Several years ago I had occasion to hear a very unusual story about yogurt from one of the oldest of Chicago’s old-school German chefs. I was working on an article on food preservation at the time, and nobody but nobody preserves food like a old German, my friends. We were poring over the technical details of his grandmother’s fruit preserves, pickles, sausages, cheeses and the like, when suddenly he digressed onto the subject of yogurt. He told me that German housewives once believed that the trick to good yogurt was to leave milk out under the house eaves on a warm spring evening when there was a storm rolling in. Somehow, it was thought, the combination of milk, moisture, temperature and lightning all combined to make yogurt cultures grow.

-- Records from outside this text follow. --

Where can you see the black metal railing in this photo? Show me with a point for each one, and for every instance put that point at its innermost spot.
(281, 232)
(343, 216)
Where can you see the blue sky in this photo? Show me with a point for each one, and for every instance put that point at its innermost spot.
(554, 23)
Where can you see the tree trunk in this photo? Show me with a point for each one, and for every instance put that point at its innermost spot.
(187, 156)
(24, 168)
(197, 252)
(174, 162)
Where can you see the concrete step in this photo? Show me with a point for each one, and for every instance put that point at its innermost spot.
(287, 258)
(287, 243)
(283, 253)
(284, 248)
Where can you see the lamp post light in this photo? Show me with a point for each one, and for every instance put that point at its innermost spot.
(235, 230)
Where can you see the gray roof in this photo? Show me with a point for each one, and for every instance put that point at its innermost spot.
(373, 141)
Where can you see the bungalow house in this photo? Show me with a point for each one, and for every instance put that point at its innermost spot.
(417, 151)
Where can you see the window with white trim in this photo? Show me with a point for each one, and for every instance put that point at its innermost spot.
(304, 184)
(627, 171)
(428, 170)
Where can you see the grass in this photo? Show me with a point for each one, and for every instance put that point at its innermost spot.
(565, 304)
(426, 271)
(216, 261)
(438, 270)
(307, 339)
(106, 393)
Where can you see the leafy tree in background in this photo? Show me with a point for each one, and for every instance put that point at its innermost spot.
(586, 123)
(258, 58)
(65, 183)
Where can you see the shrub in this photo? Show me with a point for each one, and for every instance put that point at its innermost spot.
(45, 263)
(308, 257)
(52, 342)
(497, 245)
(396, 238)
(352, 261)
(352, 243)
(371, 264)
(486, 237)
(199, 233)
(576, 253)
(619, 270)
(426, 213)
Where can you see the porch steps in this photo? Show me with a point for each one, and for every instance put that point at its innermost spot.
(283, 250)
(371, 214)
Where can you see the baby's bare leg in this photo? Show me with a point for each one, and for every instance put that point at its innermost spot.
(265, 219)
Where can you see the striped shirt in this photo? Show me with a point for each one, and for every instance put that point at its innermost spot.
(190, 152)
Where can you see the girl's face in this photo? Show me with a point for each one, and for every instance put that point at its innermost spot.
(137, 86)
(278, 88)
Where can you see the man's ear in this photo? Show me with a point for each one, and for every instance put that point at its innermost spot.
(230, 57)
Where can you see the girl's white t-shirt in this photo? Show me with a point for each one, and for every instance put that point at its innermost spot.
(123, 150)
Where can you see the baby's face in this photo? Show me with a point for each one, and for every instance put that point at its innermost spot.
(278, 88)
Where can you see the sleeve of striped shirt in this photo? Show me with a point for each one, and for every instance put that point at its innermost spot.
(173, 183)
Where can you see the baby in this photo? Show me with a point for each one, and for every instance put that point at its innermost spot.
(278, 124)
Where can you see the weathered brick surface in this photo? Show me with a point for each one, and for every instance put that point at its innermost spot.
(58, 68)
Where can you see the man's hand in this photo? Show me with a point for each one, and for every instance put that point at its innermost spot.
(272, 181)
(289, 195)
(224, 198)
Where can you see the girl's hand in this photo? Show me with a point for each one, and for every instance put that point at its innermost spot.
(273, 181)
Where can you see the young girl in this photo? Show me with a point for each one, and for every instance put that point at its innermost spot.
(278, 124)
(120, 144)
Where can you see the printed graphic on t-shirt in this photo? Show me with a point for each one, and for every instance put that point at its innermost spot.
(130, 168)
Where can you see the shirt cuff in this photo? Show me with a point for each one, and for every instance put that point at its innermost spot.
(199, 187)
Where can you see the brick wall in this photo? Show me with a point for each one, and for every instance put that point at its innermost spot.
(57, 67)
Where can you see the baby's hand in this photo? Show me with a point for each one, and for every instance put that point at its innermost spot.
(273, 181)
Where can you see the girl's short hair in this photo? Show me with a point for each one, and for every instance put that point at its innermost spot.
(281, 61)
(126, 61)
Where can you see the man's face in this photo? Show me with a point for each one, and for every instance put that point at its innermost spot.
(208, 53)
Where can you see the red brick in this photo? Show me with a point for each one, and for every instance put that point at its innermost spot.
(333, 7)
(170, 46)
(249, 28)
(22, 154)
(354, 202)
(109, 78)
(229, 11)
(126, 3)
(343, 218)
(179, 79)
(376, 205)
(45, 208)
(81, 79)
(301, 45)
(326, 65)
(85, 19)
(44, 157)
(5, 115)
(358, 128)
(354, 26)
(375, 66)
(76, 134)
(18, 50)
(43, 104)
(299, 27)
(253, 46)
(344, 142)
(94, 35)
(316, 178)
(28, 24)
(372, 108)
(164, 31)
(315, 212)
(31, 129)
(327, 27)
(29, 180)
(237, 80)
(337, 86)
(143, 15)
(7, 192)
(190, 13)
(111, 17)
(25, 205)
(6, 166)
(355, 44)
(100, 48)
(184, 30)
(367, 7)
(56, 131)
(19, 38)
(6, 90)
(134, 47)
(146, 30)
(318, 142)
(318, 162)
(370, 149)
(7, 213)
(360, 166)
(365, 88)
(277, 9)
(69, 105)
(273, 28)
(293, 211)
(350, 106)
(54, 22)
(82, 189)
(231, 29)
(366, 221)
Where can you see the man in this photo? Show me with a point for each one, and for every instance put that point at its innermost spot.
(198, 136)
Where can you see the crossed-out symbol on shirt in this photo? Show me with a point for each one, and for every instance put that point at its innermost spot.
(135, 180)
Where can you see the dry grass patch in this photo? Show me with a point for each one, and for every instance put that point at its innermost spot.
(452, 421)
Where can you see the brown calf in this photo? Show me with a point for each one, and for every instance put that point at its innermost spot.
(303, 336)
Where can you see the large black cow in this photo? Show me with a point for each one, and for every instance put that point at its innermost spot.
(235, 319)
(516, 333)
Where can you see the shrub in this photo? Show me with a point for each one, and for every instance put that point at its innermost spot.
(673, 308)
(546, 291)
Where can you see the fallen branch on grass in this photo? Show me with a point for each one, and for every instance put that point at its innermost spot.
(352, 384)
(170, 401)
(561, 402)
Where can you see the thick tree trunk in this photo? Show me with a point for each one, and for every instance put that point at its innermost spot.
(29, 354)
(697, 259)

I’ve looked high and low for someone else who’s heard this story before, and can give me some clue as to where/how it evolved. I mean, lightning? What the heck does that have to do with the price of Acetobacter in orientalis? If anyone out there can shed any light on this, please do send me an email.

2 thoughts on “Yogurt with a Bang”

  1. Here is something similar which happened to me twice. In the summer I holiday in Cornwall, England. I often stay at Travelodges which typically have no fridge. I like milk for breakfast so I buy a carton and leave it on the window sill to stay relatively cool overnight.

    On two occasions the milk had turned to yogurt by the morning.

    The commonality between the two was
    1. the carton was already open
    2. the night was humid but not particularly warm just mild
    3. the milk was pasturized full fat locally produced in Cornwall

    If I try that at home in Chesire England, the milk just goes bad

    I put it down to the Cornish milk

    1. Hi Pete!

      That’s fascinating. It’s definitely a microbe in Cornwall. Whether it’s arriving in the milk or through the air, there’s some sort of lactic acid bacteria there that’s good at creating gels. Fascinating how different micro-flora and fauna vary from place to place. My guess is it’s simply in the air. Overnight is plenty of time for this sort of growth to occur. Thanks for the testimony!